We would like to explore the association of GRE score, GPA score, and Prestige with admission to UCLA's graduate school.

> ### Question 6.  What is the outcome?

Answer: Indicator of whether an applicant was admitted into UCLA's graduate school (yes or no)

> ### Question 7.  What are the predictors/covariates?

Answer: GRE score, GPA score, Prestige

> ### Question 8.  What timeframe is this data relevent for?

Answer: Cross-sectional sample of historical UCLA application data.  Exact dates unknown.

> ### Question 9.  What is the hypothesis?

Answer: Applicants are more likely to be admitted into UCLA's graduate school when they have higher GRE and GPA scores, and when they come from a more prestigious alma mater.

> ### Question 10.  What's the problem statement?

> Using your answers to the above questions, write a well-formed problem statement.

Answer: Determine the various factors that may influence admission into UCLA's graduate school.  Using a sample of cross-sectional UCLA admissions data, we would like to explore the association of GRE score, GPA score, and Prestige with admission to UCLA's graduate school.

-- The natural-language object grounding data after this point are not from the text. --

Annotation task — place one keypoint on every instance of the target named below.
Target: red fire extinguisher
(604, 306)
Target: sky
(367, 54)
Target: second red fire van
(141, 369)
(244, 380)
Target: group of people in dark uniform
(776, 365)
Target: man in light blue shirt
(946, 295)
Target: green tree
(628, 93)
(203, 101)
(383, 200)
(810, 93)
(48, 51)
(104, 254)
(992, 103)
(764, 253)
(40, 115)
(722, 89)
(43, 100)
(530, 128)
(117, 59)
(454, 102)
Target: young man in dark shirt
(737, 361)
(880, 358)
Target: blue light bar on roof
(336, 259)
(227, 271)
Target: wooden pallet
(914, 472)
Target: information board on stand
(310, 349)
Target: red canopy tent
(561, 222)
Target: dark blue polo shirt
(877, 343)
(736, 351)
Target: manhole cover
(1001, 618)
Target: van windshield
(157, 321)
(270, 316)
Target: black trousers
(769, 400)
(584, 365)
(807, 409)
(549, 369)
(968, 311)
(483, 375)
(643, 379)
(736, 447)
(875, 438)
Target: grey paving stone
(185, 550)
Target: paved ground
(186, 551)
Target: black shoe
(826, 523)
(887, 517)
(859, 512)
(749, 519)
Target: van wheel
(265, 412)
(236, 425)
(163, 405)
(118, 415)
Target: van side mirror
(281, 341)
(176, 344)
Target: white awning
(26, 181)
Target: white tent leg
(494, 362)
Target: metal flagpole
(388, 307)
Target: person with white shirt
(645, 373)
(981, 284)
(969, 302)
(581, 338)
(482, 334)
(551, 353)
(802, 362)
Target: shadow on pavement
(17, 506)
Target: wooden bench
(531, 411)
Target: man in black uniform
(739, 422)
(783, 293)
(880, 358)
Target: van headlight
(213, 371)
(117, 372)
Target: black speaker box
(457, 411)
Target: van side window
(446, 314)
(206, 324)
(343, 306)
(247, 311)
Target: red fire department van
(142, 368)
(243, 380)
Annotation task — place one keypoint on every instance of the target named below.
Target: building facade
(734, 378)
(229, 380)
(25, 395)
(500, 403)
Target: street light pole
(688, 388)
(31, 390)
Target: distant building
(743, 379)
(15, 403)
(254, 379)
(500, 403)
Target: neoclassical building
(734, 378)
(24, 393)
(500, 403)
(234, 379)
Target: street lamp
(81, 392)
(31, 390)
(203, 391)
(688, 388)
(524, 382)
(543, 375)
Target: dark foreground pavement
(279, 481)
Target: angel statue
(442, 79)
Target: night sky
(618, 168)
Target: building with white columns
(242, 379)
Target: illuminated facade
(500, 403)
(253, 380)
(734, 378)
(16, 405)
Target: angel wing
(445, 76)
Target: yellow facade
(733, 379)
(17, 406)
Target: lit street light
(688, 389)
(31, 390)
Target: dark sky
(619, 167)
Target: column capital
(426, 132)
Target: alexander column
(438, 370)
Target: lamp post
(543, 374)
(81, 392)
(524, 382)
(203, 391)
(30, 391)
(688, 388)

We will test whether applicants will be more likely to be admitted into UCLA's graduate school when they have higher GRE and GPA scores, and when they come from a more prestigious alma mater. 

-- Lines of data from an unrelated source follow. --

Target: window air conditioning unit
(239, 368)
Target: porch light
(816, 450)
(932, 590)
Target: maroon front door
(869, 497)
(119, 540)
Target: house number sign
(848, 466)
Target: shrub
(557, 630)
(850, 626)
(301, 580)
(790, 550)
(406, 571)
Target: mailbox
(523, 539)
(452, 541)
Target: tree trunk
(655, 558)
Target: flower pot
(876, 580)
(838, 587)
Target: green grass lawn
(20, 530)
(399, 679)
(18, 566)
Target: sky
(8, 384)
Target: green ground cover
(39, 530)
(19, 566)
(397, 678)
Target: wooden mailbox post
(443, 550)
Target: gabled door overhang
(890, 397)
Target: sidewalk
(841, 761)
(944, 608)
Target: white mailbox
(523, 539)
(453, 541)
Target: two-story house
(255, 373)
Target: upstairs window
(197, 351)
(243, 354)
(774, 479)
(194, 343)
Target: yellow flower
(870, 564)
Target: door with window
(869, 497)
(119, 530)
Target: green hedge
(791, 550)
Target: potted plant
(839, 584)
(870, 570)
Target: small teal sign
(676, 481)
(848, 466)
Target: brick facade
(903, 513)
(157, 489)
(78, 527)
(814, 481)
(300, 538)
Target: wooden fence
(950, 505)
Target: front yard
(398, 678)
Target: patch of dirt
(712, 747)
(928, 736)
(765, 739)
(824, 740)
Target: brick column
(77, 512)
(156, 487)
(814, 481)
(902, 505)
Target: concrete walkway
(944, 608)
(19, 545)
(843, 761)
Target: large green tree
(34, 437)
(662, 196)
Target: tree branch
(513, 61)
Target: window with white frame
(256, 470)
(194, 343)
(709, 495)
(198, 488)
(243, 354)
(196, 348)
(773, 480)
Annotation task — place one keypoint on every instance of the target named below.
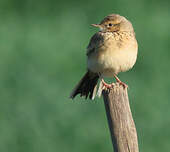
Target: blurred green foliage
(42, 56)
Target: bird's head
(114, 23)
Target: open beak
(96, 25)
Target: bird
(111, 50)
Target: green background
(42, 56)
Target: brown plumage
(87, 86)
(111, 50)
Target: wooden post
(120, 120)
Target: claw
(106, 85)
(120, 82)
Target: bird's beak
(98, 25)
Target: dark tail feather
(87, 86)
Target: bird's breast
(113, 57)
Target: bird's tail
(87, 86)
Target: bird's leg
(120, 82)
(108, 86)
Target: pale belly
(110, 62)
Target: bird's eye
(110, 24)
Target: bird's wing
(95, 42)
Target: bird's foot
(106, 85)
(120, 82)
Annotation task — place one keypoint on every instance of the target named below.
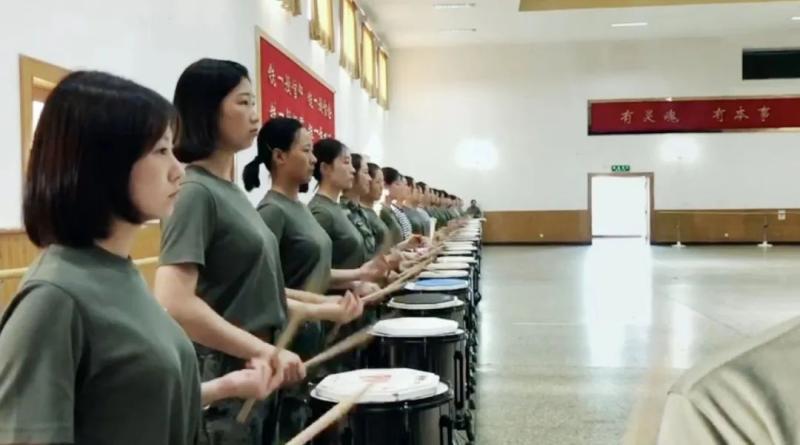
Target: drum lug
(446, 425)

## Part C.  Create an exploratory analysis plan by answering the following questions:

Because the answers to these questions haven't yet been covered in class yet, this section is optional.  This is by design.  By having you guess or look around for these answers will help make sense once we cover this material in class.  You will not be penalized for wrong answers but we encourage you to give it a try!

> ### Question 11. What are the goals of the exploratory analysis?

Answer:
* Gain intuition
* Sanity check
* Handle variable types
* Identify and treat missing data
* Identify and treat outliers
* Summarize the data
* Visualize

> ### Question 12.  What are the assumptions of the distribution of data?

Answer:
The following assumptions about the distrubtion of data are made for a logistic regression:
* The outcome variable must be binary, where 1=admitted and 0=not admitted
* The predictors are independent variables

> ### Question 13.  How will determine the distribution of your data?

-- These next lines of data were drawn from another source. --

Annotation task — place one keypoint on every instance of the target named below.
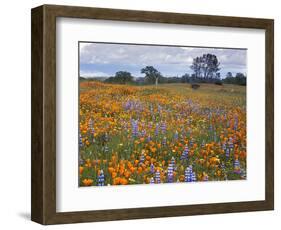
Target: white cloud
(93, 74)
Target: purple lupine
(176, 135)
(80, 140)
(188, 174)
(236, 122)
(184, 155)
(164, 141)
(230, 143)
(191, 142)
(215, 137)
(142, 158)
(227, 152)
(106, 149)
(150, 125)
(106, 138)
(206, 177)
(91, 126)
(193, 177)
(101, 178)
(156, 129)
(173, 162)
(135, 128)
(170, 173)
(163, 127)
(157, 177)
(237, 166)
(203, 144)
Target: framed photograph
(141, 114)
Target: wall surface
(15, 113)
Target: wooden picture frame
(43, 191)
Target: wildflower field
(165, 134)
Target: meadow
(165, 134)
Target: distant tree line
(205, 70)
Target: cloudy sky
(105, 59)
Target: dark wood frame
(43, 189)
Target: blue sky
(105, 59)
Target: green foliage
(239, 79)
(151, 74)
(121, 77)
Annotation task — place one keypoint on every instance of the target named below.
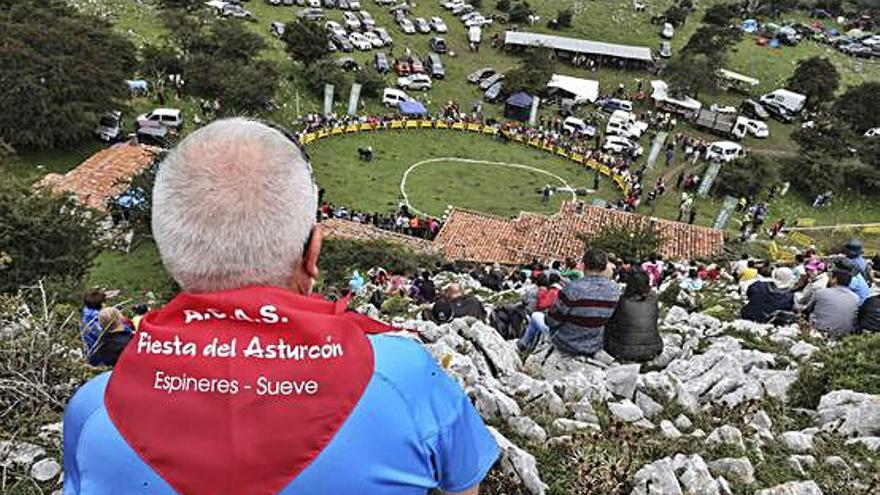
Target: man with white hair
(243, 384)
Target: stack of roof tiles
(104, 176)
(345, 229)
(472, 236)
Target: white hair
(233, 205)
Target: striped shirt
(578, 318)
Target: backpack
(509, 321)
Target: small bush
(851, 365)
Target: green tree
(532, 74)
(817, 78)
(747, 176)
(42, 237)
(60, 70)
(305, 41)
(519, 12)
(859, 106)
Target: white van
(168, 117)
(789, 100)
(724, 151)
(574, 124)
(392, 97)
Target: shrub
(851, 365)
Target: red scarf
(238, 391)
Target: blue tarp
(521, 100)
(412, 108)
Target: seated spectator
(93, 301)
(631, 334)
(548, 293)
(767, 297)
(834, 309)
(454, 304)
(577, 321)
(815, 278)
(869, 314)
(116, 335)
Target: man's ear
(312, 252)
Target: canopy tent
(518, 106)
(574, 45)
(661, 97)
(583, 90)
(413, 108)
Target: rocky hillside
(720, 411)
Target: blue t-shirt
(412, 430)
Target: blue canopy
(521, 100)
(412, 108)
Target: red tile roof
(472, 236)
(104, 175)
(346, 229)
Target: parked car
(422, 25)
(380, 60)
(402, 67)
(480, 74)
(724, 151)
(752, 108)
(406, 25)
(438, 25)
(109, 128)
(342, 42)
(435, 66)
(335, 28)
(311, 14)
(276, 29)
(493, 94)
(360, 41)
(347, 63)
(383, 34)
(374, 39)
(489, 81)
(351, 21)
(415, 82)
(168, 117)
(438, 45)
(620, 144)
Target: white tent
(661, 94)
(582, 89)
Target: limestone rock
(727, 435)
(734, 468)
(621, 380)
(525, 426)
(45, 470)
(793, 488)
(796, 441)
(518, 464)
(626, 411)
(657, 478)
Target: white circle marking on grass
(475, 162)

Answer: We can use Pandas/Multiplot to determine the distribution of the data.

> ### Question 14.  How might outliers impact your analysis?

Answer:
* Outliers could be values that are outside the range of what we expect to be real (e.g. negative GPA or GRE scores), which would skew the data artificially in one direction
* Other outliers may still be possible, but rare or unlikely, which could still have the same effect of skewing results.

> ### Question 15.  How will you test for outliers?

Answer: Using pd.describe() we can determine if the min or max values are far from the mean (e.g. multiple standard deviations away)

> ### Question 16.  What is colinearity?

Answer: Colinearity is when two or more predictors are highly correlated with each other.

> ### Question 17.  How will you test for covariance?

Answer: Pandas has coveriance method we can use on a dataframe. For example, GRE and GPA are have high covariance.

In [2]:
#covariances
df.cov()

Unnamed: 0,admit,gre,gpa,prestige
admit,0.217237,9.871271,0.031191,-0.106189
gre,9.871271,13369.95304,16.824761,-13.648068
gpa,0.031191,16.824761,0.144879,-0.02126
prestige,-0.106189,-13.648068,-0.02126,0.893654


In [3]:
#correlations
df.corr()

Unnamed: 0,admit,gre,gpa,prestige
admit,1.0,0.182919,0.175952,-0.241355
gre,0.182919,1.0,0.382408,-0.124533
gpa,0.175952,0.382408,1.0,-0.059031
prestige,-0.241355,-0.124533,-0.059031,1.0


> ### Question 18.  What is your exploratory analysis plan?

> Using the above information, write an exploratory analysis plan that would allow you or a colleague to reproduce your analysis one year from now.

Answer:
* Check for missing values and outliers in the data
* Use Pandas to understand high-level distribution of each variable separately (min, max, mean, standard dev., etc.)
* Use Mulitplot to get visuals of each variable's distribution, as well as plot each variable against each other
* Use Pandas to determine if the predictors are highly correlated with each other (since we are assuming independence)